Apa kamu yakin, masa kanak-kanakmu adalah yang paling indah dan menyenangkan?
Di hari Senin yang melelahkan, ibuku lagi-lagi menampakkan wajah gelisahnya di depan layar televisi. Ibu selalu gelisah dan mengkhawatirkan banyak hal. Mungkin karena usianya yang sudah tua, di matanya segala hal begitu menakutkan karena samar dan sedikit gelap.
Ia seketika memanggilku dengan suara paraunya yang mencekik leher. Aku yang baru saja menurunkan cucian kering ke dalam keranjang segera menghampirinya di ruang tengah. Ada apa lagi, Bu? tanyaku. Ibu menggeleng-geleng getir. Keriput-keriput di wajahnya terlihat semakin kusut masai. Lihatlah berita itu, ujarnya dengan masam dan dongkol.

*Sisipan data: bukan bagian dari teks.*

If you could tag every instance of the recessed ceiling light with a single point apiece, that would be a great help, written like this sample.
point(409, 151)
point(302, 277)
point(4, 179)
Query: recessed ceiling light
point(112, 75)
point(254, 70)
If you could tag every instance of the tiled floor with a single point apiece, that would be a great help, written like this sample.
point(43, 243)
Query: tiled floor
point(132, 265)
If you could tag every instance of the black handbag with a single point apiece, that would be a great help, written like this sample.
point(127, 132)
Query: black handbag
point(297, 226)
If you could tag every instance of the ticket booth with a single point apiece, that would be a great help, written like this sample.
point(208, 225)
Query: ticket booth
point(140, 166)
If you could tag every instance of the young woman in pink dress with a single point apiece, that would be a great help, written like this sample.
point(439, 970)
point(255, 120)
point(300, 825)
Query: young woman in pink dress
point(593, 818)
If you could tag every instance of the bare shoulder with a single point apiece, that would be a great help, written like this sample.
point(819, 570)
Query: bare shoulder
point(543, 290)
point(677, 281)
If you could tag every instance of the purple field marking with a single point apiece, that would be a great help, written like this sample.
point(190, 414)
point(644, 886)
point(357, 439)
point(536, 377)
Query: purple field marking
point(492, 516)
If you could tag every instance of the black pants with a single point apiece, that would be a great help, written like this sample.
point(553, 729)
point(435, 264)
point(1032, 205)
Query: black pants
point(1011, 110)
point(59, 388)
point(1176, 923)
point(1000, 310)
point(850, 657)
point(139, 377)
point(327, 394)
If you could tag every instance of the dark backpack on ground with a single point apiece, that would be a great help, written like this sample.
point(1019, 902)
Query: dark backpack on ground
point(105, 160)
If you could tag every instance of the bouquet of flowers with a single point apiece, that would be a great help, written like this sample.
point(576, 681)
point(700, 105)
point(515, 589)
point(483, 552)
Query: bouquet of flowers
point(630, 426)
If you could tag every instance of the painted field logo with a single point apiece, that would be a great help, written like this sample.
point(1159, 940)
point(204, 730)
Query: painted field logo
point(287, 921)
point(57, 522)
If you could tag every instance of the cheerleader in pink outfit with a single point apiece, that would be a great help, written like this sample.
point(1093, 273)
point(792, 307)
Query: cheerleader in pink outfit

Layar televisi itu memperlihatkan seorang wanita pembawa berita dengan rona wajah penuh keprihatinan yang (menurutku) tengah dibuat-buat. Bibirnya terlalu merah dan menyala-nyala. Kurasa, ia lebih pantas membawakan berita palsu penuh kontroversial tentang para lakon dunia hiburan ketimbang berita duka semacam sore hari ini.
Di bagian paling bawah layar televisi, tertulis kalimat yang sedang berjalan: Seorang bocah kembali diketemukan tak bernyawa dalam keadaan mengenaskan di dalam pembuangan air. Aku memerhatikannya dengan tekun. Bocah itu baru dua tahun, lebih muda setahun dari usia putriku. Wanita pembawa berita itu memberitahukan, ia diketemukan dengan pipi-pipi yang lebam dan membiru. Ada bercak darah yang mengering di bagian pahanya. Tubuhnya membengkak. Seorang ahli forensik bilang ia sudah mati tiga hari lalu.
Aku mendesis sungkawa. Memicing mata. Mengalihkan pandangan pada putriku. Ia sedang bermain-main bola karet di dekat pintu kamar tidur. Kucingku terduduk di sampingnya, menekuni bola yang menggelinding. Kepalanya menoleh ke kiri dan ke kanan dan matanya membulat. Sesekali, kaki depannya melesat ke arah bola. Ingin ikut bermain-main.